When the Sovereign Debt Bubble Bursts, Things Will Get Nasty

What do Greece and an unemployed homeowner in Arizona have in common? They are both bankrupt with no hope of ever being able to pay back what they owe.

As I wrote this, I realised it sounded as though I were making a joke (and a bad one at that). The reality is, unfortunately, not funny in any sense, but actually far more worrying.

When Lehman Brothers fell off the proverbial cliff, everyone suddenly realised that lending money to people who have no money doesn't make a huge amount of sense. Due to central banks having decided that they could 'end' the normal business cycle, they decided to make a lot of money available in the early 2000s thinking this would avert a recession. It did, for a few years. Bankers, in the search for money to pay for their ferraris, lent this free money from the central banks to anyone who asked for it.

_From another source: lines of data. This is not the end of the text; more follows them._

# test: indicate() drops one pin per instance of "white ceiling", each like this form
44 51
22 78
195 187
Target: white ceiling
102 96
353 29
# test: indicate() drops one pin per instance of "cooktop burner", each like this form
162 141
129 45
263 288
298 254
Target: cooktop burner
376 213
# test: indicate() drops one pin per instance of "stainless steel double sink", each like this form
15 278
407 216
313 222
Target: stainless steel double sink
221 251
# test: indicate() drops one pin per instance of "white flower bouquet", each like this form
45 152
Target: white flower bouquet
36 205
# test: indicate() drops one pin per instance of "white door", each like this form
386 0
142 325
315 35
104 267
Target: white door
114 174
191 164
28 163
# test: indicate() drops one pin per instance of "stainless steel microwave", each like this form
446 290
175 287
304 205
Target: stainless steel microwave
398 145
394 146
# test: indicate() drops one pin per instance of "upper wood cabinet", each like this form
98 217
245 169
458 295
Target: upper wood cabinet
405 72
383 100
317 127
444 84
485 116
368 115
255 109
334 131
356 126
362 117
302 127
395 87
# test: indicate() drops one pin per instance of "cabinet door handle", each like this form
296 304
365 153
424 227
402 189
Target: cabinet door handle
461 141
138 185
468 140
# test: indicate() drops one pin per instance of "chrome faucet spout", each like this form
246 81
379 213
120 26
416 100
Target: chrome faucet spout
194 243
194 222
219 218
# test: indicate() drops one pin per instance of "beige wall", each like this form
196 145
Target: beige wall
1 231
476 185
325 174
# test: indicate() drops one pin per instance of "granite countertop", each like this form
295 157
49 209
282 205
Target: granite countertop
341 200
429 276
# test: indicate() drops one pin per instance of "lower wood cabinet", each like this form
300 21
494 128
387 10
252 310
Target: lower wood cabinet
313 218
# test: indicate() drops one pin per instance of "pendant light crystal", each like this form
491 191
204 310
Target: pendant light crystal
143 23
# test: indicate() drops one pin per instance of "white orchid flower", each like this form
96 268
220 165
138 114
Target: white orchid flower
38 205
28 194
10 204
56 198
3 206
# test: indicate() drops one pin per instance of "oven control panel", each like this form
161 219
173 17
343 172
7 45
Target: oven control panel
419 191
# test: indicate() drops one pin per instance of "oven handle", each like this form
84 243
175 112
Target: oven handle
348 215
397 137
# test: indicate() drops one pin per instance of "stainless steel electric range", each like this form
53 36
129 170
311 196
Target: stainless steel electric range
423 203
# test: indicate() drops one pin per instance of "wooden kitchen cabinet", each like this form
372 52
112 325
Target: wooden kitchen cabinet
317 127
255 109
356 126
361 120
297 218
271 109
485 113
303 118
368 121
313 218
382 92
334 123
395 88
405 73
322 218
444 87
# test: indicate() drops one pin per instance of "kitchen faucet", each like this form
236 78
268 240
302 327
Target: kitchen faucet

On that dark day back in 2008, it suddenly became apparent that not only did this money never really exist in the first place (because it was printed out of thin air by the central banks) but that this fake money would never get paid back.

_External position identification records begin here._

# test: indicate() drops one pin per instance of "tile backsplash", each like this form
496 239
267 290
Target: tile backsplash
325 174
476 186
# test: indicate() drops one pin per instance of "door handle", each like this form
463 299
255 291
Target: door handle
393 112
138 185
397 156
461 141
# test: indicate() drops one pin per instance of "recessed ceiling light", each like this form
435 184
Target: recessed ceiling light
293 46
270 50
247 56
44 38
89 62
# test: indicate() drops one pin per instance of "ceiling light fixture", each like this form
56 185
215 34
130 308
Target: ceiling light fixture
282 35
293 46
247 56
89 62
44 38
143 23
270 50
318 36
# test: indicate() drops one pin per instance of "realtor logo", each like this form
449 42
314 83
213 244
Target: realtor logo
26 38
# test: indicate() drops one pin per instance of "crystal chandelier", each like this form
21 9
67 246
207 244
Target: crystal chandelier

Cue the recession, soaring unemployment and successive attempts, with mixed results, to encourage people to pay down debt.

How does this relate to Greece? In much the same way that banks were give incentives to lend to people who had no money, countries like Greece suddenly looked a whole lot more attractive after the introduction of the euro.

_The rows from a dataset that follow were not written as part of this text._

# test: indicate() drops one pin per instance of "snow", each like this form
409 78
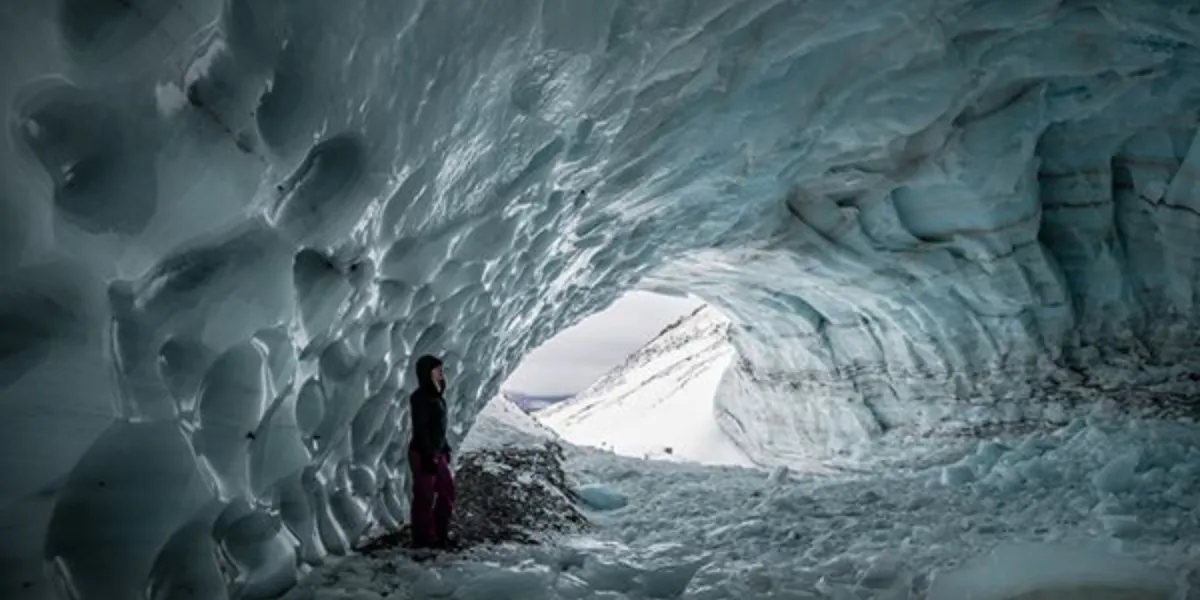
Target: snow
660 402
711 532
923 219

One happy European family, all sharing a (fake) currency! Its introduction led to countries suddenly being able to go to the bank to borrow a lot of dosh at ultra low interest rates. This belief was based on the clearly misguided impression that a common currency would lead to a common way of running a country, i.e. like Germany.

And then the crisis hit. As with individual homeowners who had no money, suddenly it became apparent that Greece (and Cyprus, Italy, Spain, Portugal, Ireland, France, Slovenia and much of the rest of Europe) had no money either.

Cue the sovereign debt crisis, soaring unemployment and successive, definitely failed, attempts by governments to pay down debt.

The sinister thing here is that whereas an individual going bankrupt won't really have much impact in the long run on the global economy, a lot of individuals doing so will. This is why banks are being so kind and generous in letting individuals pay back the money they owe in stages over longer period of times.

In fact it's simply because banks are sh*t scared of what will happen to their share prices if it becomes apparent that a lot of money they lent to people is never coming back.

And the same principle goes for countries. The reason our wise and level-headed politicians decided to 'save' Greece from bankruptcy was simple. The banks who had lent money to the Greek government would have gone insolvent overnight, which would have required other governments to bailout their banks, which would have in turn led to those governments becoming insolvent as well.

Instead we have austerity programmes being implemented in most countries that are designed to bring their finances onto sustainable footings. In the same way a bank will sometimes give an individual a second chance to repay their credit card bill, this is what is happening in Europe. Future growth, induced by that catch-all term 'structural reform', means more tax revenue, which means the ability to pay off these massive debts.

However let's look at the facts. Europe is in decline. Its population is ageing and shrinking, which means ever more expensive healthcare systems and less tax revenue. Its industries are gradually migrating to warmer climes to take advantage of cheap slave labour in China and elsewhere. Where is the money to pay back so much debt going to come from?

The answer, at the moment at least, is 'the central banks'. It is they who are keeping the whole system afloat. But with what? The money they create has no intrinsic value, only the value we place on it. It isn't real.

Why then are stocks and shares the highest they've ever been? Why are countries able to borrow at such low interest rates? Europe is mired in the deepest recession, let's call it a depression actually, since the 1930s. How can this be?

A glance over the past few decades would suggest that, if we look hard, we might spot a bubble developing. A bubble is simply when a group of investors become willing to spend more money on something that it is actually worth. On this basis, sovereign debt is the new bubble.

Are we really claiming that Italy, after several months without a government, deserves to be charged next to nothing to borrow money to pay for the debt it already owes? The intrinsic value of Italy is pretty hard to identify these days. Similarly with most of the developed world, we are living beyond our means and the only thing that's keeping us afloat is a credit card given to us by the central bank.

Who knows when investors will wake up and realise that the money they have lent to the governments of the western world is not coming back. But when they do and the sovereign debt bubble bursts, as the mortgage bubble did in 2008, and the tech bubble in 2000, things could get rather nasty.